Tips to lighten the stress of driving at night.
Daylight is increasingly scarce at this time of year, and for many drivers this means getting to work, and home again, is done under the cloak of darkness. It's a reality that can't be avoided. It's also true, however, that night driving can be challenging, and sometimes we can all use a refresher on how to tackle the roads when driving at night.
Five safety tips and reminders for driving at night
With winter on the horizon and driving in the dark inevitable, the following tips will help you overcome the nocturnal challenges that lay ahead in the coming months.
1. Make sure you can see and are seen
Clean and repair windows, mirrors, and lights that are dirty, damaged, or no longer working. Pay special attention to your vehicle's headlights, tail lights and signal lights as these are absolutely critical to ensuring you can see and will be seen by others on the road. Also, if your wiper blades no longer clear the windshield properly, replace them.
2. Don't rely on your daytime running lights to brighten the way
Daytime running lights do not provide sufficient light when it's dark, even in well-lit urban areas. Use your vehicle's headlights to light the way at night, but be careful when switching over to your high beams. In general, your high beams should only be used in rural areas and only if it doesn't cause issues for other drivers on the road. If you're following another vehicle, if there is an approaching vehicle, or if you're coming to a hilltop or bend in the road, switch over to your low beams.

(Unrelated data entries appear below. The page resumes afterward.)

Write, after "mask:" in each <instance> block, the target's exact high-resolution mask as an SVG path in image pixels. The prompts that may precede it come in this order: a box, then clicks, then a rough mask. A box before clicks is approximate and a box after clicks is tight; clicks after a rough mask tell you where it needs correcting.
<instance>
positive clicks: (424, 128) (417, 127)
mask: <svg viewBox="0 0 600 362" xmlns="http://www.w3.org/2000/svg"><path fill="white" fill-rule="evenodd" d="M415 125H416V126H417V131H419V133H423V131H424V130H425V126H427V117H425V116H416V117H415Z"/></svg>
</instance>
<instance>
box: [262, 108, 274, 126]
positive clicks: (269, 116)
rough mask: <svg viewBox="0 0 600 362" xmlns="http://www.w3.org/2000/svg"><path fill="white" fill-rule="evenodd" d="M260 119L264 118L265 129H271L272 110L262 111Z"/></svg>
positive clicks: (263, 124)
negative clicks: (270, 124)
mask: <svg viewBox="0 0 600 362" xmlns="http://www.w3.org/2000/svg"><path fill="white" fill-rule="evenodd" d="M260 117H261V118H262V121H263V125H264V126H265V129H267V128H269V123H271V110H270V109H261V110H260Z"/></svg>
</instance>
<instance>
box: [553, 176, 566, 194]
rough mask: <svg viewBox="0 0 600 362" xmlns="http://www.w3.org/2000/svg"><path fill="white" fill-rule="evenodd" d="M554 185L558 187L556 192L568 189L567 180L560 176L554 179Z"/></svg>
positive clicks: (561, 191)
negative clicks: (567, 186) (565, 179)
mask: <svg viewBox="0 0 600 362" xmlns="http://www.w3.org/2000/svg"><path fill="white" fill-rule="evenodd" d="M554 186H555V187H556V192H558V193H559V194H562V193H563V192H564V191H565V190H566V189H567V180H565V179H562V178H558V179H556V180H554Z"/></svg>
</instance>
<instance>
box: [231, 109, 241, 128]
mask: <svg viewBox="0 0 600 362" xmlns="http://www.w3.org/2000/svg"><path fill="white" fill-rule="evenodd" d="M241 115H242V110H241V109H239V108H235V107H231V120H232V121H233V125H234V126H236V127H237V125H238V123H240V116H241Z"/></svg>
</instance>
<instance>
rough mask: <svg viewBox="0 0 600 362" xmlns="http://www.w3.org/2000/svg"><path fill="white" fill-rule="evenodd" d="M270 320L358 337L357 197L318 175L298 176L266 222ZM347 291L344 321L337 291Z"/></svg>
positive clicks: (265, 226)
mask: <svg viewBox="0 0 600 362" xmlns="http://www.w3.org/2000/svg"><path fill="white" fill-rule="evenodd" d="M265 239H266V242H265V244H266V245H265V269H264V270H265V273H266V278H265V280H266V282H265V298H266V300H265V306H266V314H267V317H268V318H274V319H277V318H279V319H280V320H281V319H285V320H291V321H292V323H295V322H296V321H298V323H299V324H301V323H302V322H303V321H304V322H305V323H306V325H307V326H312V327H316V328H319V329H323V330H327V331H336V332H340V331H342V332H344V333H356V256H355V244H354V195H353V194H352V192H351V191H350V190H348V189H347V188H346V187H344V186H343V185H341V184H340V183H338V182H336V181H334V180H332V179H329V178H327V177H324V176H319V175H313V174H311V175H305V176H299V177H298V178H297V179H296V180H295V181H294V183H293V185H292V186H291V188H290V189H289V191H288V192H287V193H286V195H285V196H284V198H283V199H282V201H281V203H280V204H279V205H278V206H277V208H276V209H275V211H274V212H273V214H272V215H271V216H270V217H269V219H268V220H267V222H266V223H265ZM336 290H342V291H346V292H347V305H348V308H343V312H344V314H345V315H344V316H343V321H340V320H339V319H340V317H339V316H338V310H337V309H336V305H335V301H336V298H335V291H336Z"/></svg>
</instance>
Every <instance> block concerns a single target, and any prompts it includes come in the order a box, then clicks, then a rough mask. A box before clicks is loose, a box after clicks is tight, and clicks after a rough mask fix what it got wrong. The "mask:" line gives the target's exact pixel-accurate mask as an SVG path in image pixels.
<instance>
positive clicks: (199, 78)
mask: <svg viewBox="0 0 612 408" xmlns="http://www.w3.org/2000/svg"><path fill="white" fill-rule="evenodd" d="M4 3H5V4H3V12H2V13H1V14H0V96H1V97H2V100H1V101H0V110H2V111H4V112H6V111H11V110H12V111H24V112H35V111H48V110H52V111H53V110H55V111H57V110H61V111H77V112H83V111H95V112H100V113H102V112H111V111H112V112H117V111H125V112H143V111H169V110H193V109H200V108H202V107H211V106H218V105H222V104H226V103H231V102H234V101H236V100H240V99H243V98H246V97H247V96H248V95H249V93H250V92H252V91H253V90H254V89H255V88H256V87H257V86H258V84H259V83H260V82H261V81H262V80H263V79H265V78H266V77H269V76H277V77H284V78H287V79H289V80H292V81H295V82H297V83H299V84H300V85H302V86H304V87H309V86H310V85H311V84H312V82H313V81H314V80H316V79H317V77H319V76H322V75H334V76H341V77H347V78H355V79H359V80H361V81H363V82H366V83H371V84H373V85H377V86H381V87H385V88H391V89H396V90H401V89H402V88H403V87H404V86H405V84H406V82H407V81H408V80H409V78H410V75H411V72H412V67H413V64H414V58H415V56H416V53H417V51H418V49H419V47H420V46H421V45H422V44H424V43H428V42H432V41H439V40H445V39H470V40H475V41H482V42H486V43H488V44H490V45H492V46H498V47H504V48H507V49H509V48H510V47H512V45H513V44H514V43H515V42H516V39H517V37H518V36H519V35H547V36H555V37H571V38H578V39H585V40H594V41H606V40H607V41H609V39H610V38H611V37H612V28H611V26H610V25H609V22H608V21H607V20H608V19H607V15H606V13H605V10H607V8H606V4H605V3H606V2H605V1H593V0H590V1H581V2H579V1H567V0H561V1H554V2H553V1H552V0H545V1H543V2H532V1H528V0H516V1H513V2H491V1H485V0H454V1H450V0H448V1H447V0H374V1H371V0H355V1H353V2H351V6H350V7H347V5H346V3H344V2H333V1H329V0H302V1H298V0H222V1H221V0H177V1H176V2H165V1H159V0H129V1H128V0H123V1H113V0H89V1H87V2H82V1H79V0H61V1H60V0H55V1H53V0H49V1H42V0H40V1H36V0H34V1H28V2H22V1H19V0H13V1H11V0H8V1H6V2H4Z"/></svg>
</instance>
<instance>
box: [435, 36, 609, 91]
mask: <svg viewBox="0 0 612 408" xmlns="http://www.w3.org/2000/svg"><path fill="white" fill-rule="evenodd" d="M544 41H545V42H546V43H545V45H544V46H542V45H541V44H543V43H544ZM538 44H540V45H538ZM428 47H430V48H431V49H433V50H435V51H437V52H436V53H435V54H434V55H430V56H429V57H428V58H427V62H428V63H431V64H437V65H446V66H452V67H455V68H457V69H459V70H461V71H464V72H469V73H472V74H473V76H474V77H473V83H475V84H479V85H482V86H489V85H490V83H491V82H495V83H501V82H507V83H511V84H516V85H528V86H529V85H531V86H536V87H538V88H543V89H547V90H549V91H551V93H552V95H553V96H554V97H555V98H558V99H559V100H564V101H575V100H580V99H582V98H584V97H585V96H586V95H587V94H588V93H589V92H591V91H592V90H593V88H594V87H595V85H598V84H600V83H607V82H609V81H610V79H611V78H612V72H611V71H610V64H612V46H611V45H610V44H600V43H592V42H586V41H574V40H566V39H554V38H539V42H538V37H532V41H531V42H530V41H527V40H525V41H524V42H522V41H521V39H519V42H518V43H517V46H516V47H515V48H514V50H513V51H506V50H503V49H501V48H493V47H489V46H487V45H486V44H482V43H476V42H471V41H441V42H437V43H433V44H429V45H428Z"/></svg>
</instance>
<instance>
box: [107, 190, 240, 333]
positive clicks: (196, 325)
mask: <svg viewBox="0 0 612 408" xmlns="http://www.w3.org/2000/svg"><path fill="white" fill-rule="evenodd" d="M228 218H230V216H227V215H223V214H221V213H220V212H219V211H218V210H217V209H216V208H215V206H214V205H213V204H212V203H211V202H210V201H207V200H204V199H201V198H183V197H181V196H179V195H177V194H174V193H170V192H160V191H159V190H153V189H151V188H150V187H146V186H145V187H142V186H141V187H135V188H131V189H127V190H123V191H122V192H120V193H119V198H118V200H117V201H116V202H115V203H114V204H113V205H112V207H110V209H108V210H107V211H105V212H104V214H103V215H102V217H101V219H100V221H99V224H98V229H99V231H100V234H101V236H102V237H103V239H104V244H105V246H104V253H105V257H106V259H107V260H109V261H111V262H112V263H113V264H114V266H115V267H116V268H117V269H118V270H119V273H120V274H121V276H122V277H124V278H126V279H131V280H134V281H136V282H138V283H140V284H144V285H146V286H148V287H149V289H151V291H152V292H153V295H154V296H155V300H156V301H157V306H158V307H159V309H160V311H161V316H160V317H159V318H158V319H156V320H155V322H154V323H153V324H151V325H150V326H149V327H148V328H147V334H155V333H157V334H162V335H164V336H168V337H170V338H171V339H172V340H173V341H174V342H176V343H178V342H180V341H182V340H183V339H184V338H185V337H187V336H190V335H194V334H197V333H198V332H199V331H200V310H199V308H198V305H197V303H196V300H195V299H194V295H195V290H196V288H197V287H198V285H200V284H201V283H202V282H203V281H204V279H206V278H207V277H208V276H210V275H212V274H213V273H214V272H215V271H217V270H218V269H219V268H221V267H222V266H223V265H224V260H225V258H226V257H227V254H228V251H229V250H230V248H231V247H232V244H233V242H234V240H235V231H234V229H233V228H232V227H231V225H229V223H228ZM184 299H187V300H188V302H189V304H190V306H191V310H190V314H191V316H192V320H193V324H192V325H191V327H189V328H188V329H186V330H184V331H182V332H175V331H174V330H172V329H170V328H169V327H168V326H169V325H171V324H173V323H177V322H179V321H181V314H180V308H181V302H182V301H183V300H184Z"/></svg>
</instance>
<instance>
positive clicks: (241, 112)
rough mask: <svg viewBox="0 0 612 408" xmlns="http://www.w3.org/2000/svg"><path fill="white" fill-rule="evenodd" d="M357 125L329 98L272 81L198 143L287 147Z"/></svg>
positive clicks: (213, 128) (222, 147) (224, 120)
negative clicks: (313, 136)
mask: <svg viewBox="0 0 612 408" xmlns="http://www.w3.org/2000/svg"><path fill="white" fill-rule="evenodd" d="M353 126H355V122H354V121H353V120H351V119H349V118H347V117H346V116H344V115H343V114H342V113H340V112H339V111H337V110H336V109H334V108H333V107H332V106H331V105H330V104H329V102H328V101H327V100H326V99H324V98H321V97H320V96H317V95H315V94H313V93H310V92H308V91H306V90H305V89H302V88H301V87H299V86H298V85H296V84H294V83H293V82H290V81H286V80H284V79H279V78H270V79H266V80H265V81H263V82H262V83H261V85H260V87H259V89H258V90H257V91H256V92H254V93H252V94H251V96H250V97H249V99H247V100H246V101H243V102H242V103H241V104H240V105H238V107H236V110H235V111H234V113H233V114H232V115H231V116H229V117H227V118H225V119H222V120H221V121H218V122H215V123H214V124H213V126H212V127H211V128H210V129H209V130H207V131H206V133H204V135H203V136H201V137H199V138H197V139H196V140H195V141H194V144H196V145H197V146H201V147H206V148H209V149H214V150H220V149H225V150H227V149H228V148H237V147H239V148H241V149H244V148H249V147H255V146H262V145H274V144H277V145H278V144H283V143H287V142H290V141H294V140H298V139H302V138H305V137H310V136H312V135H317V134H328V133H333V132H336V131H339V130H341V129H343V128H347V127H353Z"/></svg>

3. Don't overdrive your headlights
Your headlights only illuminate the road ahead of you so far and you should always be able to stop your vehicle safely within the distance you can see. Your low beam headlights, for example, likely only have a range of about 60 metres, but if you're travelling at 80 km/hour it can take up to 76 metres to come to a complete stop. At night, lower your speed to give yourself enough time to brake safely.
4. Glance to the right when faced with bright lights
When faced with the bright lights of oncoming traffic, avoid the resulting glare by looking slightly to the right edge of the lane you're travelling in until the car passes.
5. Look once and then look again
Vehicles without proper lighting, pedestrians, and cyclists are all harder to see at night which means you need to be absolutely certain that the way is clear when changing lanes or turning at an intersection. Make it a practice to double, even triple check, that the path is free because a quick glance just won't cut it when it's dark out.